Yes (if you have a soundcard without dropouts on the input). It will work on many modern PC's. For example, RN3AUS has achieved successful decodesd from DK7FC using samplerate sync to GBZ.

Longer answer:

The samplerate detector will track the frequancy and the phase of the reference signal. However if a buffer overrun occurs, an unknown number of samples may be missing in the data stream. Then the phase of the reference frequency will be reconstructed, but the phase on other frequencies will still be wrong. For example, if you are using a 10 kHz reference, a 1 ms dropout will swallow exactly one cycle, so the SR detector will simply not see it. On the other hand, the same 1 ms step will introduce a 97.2° phase step on 8270 Hz, which would ruin an EbNaut decode. With a non-integer kHz reference (e.g. 22.1 kHz), a phase change would be detectable on the reference, but the correction would still not scale correctly to the receive frequency. So  to be able to apply a correction to any frequency, we need to know the absolute duration of the outage.

One theoretical solution would be to track multiple different off-air references simultaneously, which will experience different phase steps, which could then be used to solve for the length of the data gap. However such a function is not quite trivial and not available in SpecLab.
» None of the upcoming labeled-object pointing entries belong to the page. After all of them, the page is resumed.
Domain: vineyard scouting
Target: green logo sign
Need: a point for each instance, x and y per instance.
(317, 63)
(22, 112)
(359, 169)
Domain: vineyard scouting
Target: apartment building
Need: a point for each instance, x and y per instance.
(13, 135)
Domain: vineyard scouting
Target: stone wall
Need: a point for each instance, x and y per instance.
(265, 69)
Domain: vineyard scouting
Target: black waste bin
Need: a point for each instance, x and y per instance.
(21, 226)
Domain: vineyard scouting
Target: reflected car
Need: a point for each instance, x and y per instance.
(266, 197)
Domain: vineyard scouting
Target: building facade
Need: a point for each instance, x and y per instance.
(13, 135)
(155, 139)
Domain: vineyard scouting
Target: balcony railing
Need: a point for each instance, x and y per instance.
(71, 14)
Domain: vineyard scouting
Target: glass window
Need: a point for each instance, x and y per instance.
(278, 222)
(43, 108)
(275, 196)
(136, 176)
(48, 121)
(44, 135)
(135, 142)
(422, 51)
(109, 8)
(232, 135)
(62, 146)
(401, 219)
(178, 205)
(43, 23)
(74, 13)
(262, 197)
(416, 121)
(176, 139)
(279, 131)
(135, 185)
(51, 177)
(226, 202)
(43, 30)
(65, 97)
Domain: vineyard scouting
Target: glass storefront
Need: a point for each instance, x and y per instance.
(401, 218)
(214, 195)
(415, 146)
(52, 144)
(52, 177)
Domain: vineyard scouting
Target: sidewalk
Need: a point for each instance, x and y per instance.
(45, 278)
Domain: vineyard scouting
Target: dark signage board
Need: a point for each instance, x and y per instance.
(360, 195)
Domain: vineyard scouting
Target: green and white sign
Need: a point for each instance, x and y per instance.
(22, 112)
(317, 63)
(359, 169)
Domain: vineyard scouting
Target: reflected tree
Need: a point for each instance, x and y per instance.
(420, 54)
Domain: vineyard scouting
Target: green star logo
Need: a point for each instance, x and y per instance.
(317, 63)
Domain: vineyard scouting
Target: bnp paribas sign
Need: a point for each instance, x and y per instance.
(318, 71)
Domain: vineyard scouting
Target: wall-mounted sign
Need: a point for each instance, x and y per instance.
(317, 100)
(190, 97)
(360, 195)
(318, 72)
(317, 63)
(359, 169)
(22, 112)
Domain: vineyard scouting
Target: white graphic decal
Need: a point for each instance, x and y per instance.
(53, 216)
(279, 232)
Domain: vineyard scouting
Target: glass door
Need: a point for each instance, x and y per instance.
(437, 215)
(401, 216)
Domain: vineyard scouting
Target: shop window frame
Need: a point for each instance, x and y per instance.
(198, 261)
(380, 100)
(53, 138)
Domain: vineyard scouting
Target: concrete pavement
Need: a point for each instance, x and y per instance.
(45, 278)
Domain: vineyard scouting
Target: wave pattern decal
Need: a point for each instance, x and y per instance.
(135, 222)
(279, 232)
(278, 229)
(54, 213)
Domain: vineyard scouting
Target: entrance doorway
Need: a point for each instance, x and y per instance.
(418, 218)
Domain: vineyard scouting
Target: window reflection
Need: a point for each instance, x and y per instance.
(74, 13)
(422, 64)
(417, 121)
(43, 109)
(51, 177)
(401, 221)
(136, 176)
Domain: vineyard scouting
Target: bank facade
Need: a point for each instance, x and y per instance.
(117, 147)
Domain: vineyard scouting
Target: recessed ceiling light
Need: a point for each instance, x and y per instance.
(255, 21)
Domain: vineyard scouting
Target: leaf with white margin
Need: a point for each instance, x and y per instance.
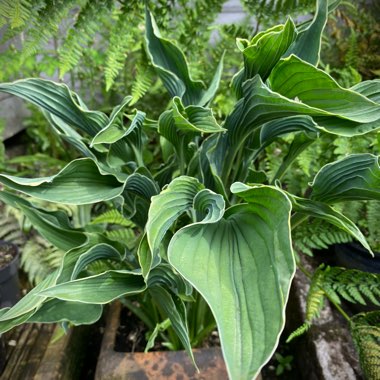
(242, 265)
(59, 100)
(167, 206)
(355, 177)
(79, 182)
(55, 311)
(323, 211)
(99, 289)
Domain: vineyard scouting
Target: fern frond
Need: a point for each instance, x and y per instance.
(352, 285)
(298, 332)
(14, 12)
(10, 229)
(365, 330)
(124, 235)
(112, 217)
(39, 258)
(317, 235)
(122, 39)
(143, 81)
(86, 26)
(44, 25)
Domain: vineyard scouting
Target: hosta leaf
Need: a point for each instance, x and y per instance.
(27, 306)
(262, 53)
(242, 265)
(62, 238)
(175, 310)
(113, 133)
(171, 66)
(297, 79)
(163, 275)
(167, 206)
(369, 88)
(98, 289)
(100, 251)
(80, 182)
(58, 100)
(307, 46)
(283, 126)
(194, 118)
(323, 211)
(354, 177)
(170, 63)
(54, 311)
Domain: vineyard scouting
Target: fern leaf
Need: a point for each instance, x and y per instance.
(365, 330)
(112, 217)
(143, 82)
(84, 29)
(352, 285)
(298, 332)
(121, 40)
(45, 25)
(14, 12)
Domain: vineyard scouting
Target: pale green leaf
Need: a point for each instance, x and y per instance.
(352, 178)
(98, 289)
(242, 265)
(80, 182)
(54, 311)
(58, 100)
(167, 206)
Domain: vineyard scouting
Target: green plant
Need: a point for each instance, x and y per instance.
(203, 229)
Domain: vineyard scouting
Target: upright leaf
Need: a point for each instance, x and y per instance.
(354, 177)
(242, 264)
(307, 46)
(168, 206)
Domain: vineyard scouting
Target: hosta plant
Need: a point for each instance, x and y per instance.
(196, 220)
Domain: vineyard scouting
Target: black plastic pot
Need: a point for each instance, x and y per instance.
(354, 256)
(9, 282)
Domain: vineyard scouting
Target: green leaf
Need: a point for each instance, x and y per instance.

The ambiguity is conveniently resolved using 1pps pulses from a GPS, allowing correct identification and elimination of glitches which are shorter than +-0.5 s. In addition with a PC clock, the 1 pps pulse can be allocated to it's time of day, so absolute phase can be retrieved on all frequencies after arbitrarily long outages or after a restart. If PC time cannot be kept within +-0.5 s of UT (eg. due to non-availability of NTP time, or multiple-second latency variation on an Icecast stream), serial time from the GPS (NMEA) can be fed to SpecLab to identify the pps second.

However while 1pps can be superimposed on antenna signals and eliminated a posteriori by the noise blanker, feeding NMEA to the soundcard requires dedicating a second soundcard channel solely for this purpose. This is the main reason why only one of two loops is available on Stefan's tree-grabber. To solve the issue, several mnonths ago I have found and developed a reliable way to identify the pps second using signals available from the antenna, i.e. either the 3.6 s Alpha sequence, or the DCF77 minute marker (which is conveniently downsampled by the soundcard to 2*48-77.5 = 18.5 kHz). I still haven't given up the hope that Stefan may some day decide to make use of these scripts...

Best 73,

-----Ursprüngliche Mitteilung-----
Von: Jacek Lipkowski <[email protected]>
An: rsgb_lf_group <[email protected]>
Verschickt: So, 26. Feb 2017 8:53
Betreff: LF: ebnaut & speclab question

Is it possible to decode an ebnaut transmission using only the sample rate
correction using external VLF transmitters in Spectrum Lab?